LIRMM, UMR 5506, CNRS and Université de Montpellier 2, CC 477, 161 rue Ada, 34095 Montpellier, France.
BMC Bioinformatics. 2011 Jun 17;12:242. doi: 10.1186/1471-2105-12-242.
High Throughput Sequencing (HTS) is now heavily exploited for genome (re-) sequencing, metagenomics, epigenomics, and transcriptomics and requires different, but computer intensive bioinformatic analyses. When a reference genome is available, mapping reads on it is the first step of this analysis. Read mapping programs owe their efficiency to the use of involved genome indexing data structures, like the Burrows-Wheeler transform. Recent solutions index both the genome, and the k-mers of the reads using hash-tables to further increase efficiency and accuracy. In various contexts (e.g. assembly or transcriptome analysis), read processing requires to determine the sub-collection of reads that are related to a given sequence, which is done by searching for some k-mers in the reads.
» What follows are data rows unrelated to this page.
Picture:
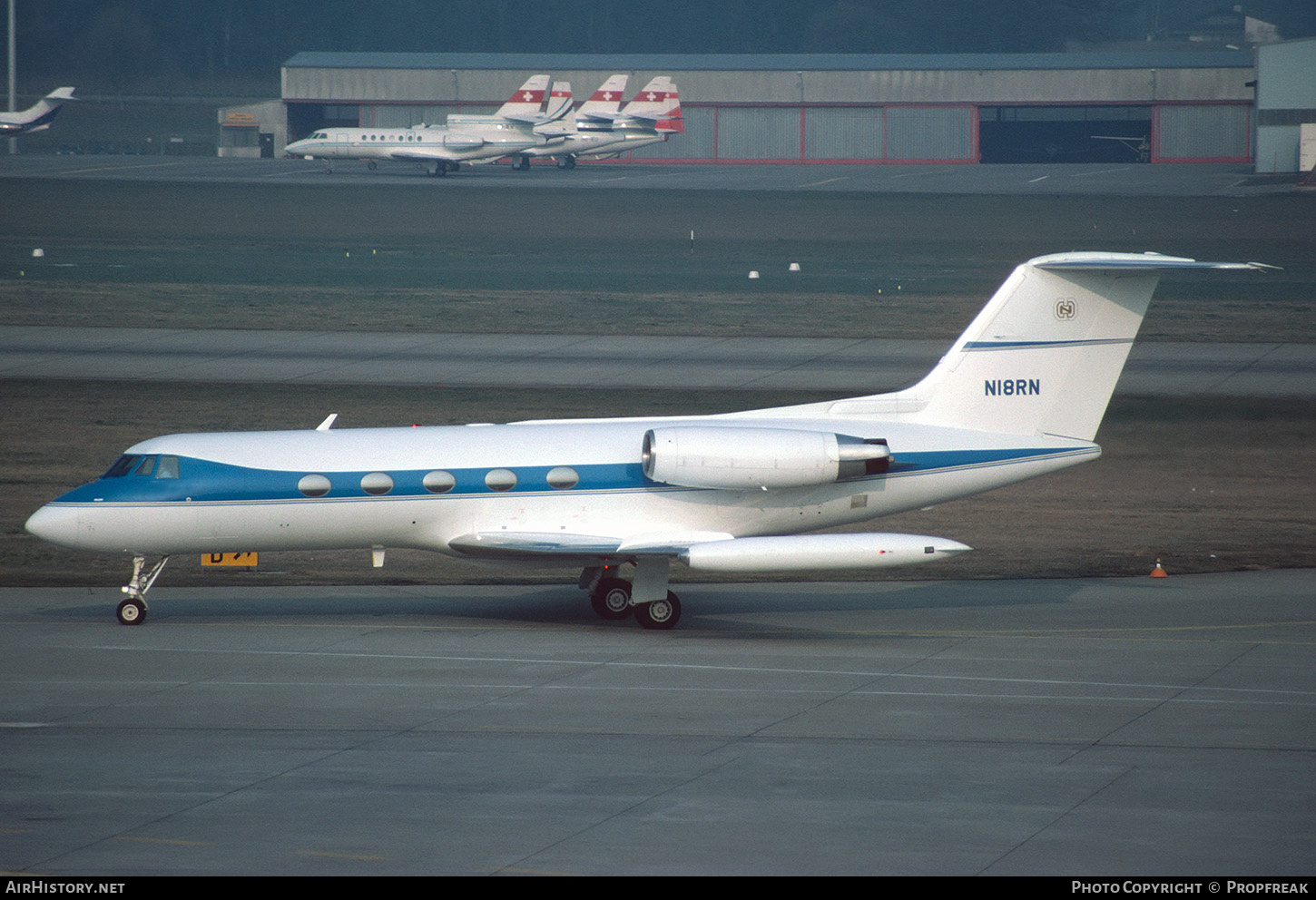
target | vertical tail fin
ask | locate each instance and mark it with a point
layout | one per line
(559, 102)
(1044, 354)
(652, 100)
(607, 99)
Currently, many developments have focused on genome indexing structures for read mapping, but the question of read indexing remains broadly unexplored. However, the increase in sequence throughput urges for new algorithmic solutions to query large read collections efficiently.
Here, we present a solution, named Gk arrays, to index large collections of reads, an algorithm to build the structure, and procedures to query it. Once constructed, the index structure is kept in main memory and is repeatedly accessed to answer queries like "given a k-mer, get the reads containing this k-mer (once/at least once)". We compared our structure to other solutions that adapt uncompressed indexing structures designed for long texts and show that it processes queries fast, while requiring much less memory. Our structure can thus handle larger read collections. We provide examples where such queries are adapted to different types of read analysis (SNP detection, assembly, RNA-Seq).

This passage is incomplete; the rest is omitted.